Let's say that I have a 2D grid size that can hold either a zero or one at each index. The grid starts off as full of zeros and then ones are progressively added. At each step, I want to verify that adding the next one will not prevent the zeros from forming one connected component (using a 4-connected grid with north, east, south, and west neighbors).
What is a fast algorithm that will iteratively test a 2D grid for connectedness?
Currently I am using a flood fill at each iteration, but I feel there should be a faster algorithm that uses information from previous iterations.
Additionally, the method that places the ones will sometimes unplace the ones even if they don't disconnect the grid, so the algorithm I'm looking for needs to be able to handle that.
This is inspired by Kruskal's algorithm for maze generation.
I am defining the neighborhood of a square as its 8 surrounding squares, including the outside of the grid (the neighborhood of a corner square is its 3 surrounding squares plus the outside, so 4 "squares" total).
Put the 1s in sets so that any two neighboring 1s belong to the same set.
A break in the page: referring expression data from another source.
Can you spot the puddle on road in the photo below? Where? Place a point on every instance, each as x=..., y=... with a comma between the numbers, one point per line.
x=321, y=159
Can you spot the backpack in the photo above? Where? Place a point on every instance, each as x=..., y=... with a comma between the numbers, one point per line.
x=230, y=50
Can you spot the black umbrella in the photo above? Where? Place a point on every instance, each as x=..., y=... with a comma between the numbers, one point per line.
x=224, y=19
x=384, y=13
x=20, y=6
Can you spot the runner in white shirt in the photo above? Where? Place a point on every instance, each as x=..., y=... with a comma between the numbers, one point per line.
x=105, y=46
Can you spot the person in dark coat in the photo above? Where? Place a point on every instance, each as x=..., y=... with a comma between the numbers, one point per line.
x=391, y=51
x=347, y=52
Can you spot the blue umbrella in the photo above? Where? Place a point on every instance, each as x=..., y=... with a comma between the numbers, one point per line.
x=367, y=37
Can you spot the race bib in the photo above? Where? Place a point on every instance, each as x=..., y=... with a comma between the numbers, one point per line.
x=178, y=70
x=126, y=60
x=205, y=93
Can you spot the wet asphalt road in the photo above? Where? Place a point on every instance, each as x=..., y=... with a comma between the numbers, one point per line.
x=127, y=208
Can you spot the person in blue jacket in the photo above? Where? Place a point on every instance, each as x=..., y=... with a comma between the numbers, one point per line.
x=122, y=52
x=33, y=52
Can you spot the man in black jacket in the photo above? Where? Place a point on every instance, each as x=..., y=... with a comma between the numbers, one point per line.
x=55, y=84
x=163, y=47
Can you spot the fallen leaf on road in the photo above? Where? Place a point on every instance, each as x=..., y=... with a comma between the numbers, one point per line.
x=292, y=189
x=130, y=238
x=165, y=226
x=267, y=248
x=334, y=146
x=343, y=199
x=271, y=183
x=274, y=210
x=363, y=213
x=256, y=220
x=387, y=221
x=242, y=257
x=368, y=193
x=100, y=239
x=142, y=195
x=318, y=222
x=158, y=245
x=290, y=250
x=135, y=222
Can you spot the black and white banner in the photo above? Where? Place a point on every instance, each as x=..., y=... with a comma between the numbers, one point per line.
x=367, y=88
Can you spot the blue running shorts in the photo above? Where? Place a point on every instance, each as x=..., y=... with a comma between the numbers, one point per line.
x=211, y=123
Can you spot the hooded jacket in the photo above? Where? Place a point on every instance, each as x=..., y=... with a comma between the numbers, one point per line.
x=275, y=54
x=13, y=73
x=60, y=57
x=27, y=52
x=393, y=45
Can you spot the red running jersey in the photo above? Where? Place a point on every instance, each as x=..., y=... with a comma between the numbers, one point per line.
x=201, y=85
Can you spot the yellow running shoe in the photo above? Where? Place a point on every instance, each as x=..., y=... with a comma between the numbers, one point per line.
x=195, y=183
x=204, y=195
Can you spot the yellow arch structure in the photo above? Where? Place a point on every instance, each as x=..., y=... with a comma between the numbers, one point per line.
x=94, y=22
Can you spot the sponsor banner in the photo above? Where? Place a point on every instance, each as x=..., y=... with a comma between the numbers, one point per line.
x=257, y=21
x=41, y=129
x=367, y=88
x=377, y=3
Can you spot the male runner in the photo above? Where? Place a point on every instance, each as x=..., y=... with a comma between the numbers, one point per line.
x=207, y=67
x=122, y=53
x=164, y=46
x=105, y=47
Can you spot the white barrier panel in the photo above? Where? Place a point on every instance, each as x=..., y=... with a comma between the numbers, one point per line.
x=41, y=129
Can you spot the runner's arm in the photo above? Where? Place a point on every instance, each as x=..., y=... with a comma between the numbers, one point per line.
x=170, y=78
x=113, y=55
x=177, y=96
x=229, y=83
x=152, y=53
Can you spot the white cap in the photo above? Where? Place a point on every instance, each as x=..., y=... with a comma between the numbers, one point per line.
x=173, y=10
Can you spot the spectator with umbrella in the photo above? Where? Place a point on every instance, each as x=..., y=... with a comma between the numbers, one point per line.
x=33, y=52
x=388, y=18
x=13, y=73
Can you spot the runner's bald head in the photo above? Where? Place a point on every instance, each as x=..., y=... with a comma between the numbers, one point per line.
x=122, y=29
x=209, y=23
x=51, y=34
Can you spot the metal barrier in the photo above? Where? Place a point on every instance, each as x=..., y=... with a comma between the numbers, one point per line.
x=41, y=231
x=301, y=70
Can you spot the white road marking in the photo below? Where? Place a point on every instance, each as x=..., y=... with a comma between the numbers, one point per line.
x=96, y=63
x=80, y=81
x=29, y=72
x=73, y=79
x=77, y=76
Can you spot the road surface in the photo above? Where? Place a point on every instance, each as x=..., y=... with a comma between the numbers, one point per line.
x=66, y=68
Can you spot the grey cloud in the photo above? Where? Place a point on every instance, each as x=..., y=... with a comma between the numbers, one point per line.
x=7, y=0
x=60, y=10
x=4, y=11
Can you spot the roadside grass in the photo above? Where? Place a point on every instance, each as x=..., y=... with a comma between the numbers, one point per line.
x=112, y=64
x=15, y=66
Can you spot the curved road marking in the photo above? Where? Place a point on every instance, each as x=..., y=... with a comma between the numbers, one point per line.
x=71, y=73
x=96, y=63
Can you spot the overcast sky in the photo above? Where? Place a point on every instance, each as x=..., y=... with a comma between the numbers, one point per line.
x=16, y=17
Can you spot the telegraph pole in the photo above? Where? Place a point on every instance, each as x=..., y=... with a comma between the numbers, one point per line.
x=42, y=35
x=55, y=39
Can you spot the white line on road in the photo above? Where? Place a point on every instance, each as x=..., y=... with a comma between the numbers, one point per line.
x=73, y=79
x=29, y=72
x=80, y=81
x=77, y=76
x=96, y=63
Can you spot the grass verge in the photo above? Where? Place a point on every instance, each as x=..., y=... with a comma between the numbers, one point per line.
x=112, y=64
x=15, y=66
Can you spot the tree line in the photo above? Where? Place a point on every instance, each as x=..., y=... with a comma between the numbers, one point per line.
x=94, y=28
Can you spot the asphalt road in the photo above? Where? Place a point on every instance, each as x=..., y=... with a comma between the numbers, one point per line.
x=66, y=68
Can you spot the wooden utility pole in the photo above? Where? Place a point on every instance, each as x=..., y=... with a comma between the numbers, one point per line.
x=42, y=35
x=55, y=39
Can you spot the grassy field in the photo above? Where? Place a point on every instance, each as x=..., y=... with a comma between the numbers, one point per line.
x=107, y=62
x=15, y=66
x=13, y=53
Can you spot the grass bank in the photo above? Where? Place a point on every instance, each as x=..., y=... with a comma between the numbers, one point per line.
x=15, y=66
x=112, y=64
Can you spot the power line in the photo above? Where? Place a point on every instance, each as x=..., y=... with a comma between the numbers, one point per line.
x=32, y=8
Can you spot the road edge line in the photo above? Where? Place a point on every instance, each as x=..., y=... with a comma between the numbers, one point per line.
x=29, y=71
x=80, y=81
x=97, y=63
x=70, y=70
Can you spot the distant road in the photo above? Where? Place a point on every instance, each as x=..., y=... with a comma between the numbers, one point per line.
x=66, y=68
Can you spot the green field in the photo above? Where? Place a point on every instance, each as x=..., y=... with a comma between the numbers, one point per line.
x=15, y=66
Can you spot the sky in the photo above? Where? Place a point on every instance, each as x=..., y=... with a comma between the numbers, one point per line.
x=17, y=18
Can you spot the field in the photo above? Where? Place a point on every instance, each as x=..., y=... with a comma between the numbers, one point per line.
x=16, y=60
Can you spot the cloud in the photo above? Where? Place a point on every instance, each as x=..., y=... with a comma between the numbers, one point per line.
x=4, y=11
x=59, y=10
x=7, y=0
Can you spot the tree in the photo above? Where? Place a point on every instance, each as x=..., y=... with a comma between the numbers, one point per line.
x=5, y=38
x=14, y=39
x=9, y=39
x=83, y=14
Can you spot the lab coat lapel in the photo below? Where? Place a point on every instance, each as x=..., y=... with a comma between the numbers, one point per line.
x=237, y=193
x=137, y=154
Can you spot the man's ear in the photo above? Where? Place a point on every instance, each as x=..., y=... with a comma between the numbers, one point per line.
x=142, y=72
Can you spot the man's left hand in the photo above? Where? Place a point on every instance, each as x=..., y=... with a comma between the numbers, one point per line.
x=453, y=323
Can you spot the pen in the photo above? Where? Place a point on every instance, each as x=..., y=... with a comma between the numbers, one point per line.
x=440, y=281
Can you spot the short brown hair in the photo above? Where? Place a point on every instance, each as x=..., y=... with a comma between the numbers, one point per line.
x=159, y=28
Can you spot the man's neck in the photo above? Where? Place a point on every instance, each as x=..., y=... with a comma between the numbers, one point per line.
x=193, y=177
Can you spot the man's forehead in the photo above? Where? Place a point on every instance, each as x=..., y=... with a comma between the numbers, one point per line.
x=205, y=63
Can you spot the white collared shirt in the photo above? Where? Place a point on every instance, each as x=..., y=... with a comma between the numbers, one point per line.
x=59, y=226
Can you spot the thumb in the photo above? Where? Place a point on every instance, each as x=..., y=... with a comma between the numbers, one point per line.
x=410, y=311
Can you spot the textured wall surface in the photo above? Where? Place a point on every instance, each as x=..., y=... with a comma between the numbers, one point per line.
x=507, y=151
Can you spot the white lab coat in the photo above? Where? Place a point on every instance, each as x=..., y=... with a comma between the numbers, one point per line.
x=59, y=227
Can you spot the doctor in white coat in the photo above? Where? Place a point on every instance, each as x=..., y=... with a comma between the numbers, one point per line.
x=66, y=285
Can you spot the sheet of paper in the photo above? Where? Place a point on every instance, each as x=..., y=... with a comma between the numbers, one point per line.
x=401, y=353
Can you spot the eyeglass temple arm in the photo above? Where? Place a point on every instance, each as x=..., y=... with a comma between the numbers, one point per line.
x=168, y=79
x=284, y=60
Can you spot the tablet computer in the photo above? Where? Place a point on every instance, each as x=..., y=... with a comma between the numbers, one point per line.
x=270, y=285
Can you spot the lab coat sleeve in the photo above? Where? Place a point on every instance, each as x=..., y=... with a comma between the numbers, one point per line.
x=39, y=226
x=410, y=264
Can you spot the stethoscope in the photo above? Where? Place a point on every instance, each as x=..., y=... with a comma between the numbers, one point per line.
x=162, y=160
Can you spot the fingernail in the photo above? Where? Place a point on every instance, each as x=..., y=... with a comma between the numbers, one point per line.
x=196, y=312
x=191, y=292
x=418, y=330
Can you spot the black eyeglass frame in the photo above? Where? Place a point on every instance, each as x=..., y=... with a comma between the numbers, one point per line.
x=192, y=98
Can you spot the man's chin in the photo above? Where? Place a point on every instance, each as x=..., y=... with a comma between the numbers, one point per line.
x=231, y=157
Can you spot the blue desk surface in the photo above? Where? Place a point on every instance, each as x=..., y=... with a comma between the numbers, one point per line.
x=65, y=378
Treat the outside of the grid as one big 1 (which means the first set contains it). When adding a 1, you only need to check its neighbors.
Below are all the possible cases. To make it easier to visualize, I'll number the sets starting from 1 and use the set number instead of the 1 in each square that contains a 1. The outside belongs to the set numbered 1. You can also use this to simplify the implementation. The brackets indicate the newly placed 1.
If the new 1 has no neighboring 1, then it belongs to a new set.
0 0 0 0 0
0 2 0 0 0
0 0 0[3]0
0 0 0 0 0
0 0 1 0 0
If it has one neighboring 1, then it belongs to the same set.
0 0 0 0 0
0 2 0 0 0
0 0[2]0 0
0 0 0 0 0
0 0 1 0 0
If it has multiple neighboring 1s, and all neighbors belonging to the same set are direct neighbors, then you can merge the sets and the new 1 belongs to the resulting set. You don't need to check for a disconnection.
0 0 0 0 0 0 0 0 0 0
0 2 0 0 0 0 1 0 0 0
0 0[3]1 0 -> 0 0[1]1 0
0 0 1 1 0 0 0 1 1 0
0 0 1 0 0 0 0 1 0 0
0 0 0 0 0 0 0 0 0 0
0 2 0 0 0 0 1 0 0 0
0 2 0 1 0 -> 0 1 0 1 0
[3]0 0 1 0 [1]0 0 1 0
1 1 1 0 0 1 1 1 0 0
If it has multiple neighboring 1s of the same set, but they are not all direct neighbors, then you have a disconnection.
0 0 0 0 0 0 0 0 0 0 <- first group of 0s
0 2 0 0 0 0 1 0 0 0
0 0[3]1 0 -> 0 0[1]1 0
0 1 0 1 1 0 1 0 1 1
1 0 0 0 0 1 0 0 0 0 <- second group of 0s
0 0 0 0 0 <- first group of 0s
0 0 1 0 0
0 1 0 1 1
[1]1 0 0 0
0 0 0 0 0 <- second group of 0s
0 0 0 0 0 0 0 0 0 0
0 2 0 0 0 0 1 0 0 0
0 2 0 1 0 -> 0 1 0 1 0
[3]0 0 1 0 [1]0 0 1 0
0{1}1 0 0 lone 0 -> 0{1}1 0 0
In this last example, the 1 marked {1} and the outside technically are neighbors, but not from the point of view of the newly placed 1.
In the general case, when removing a 1 that has multiple neighboring 1s, you need to check whether they are still connected after the removal (for example, by running a pathfinder between them). If not, separate them in different sets.
If you know the 0s are all connected, then you can check locally: removing a 1 will not split the set it belongs to if its neighbors are all direct neighbors (careful with the outside, though). It will if there is are multiple "gaps" in its neighborhood.
In the special case where you only remove the 1s in the reverse order you added them, you can keep track of which newly added 1s join multiple sets (and even what the sets are at that moment, if you need). These will split their set when you remove them later on.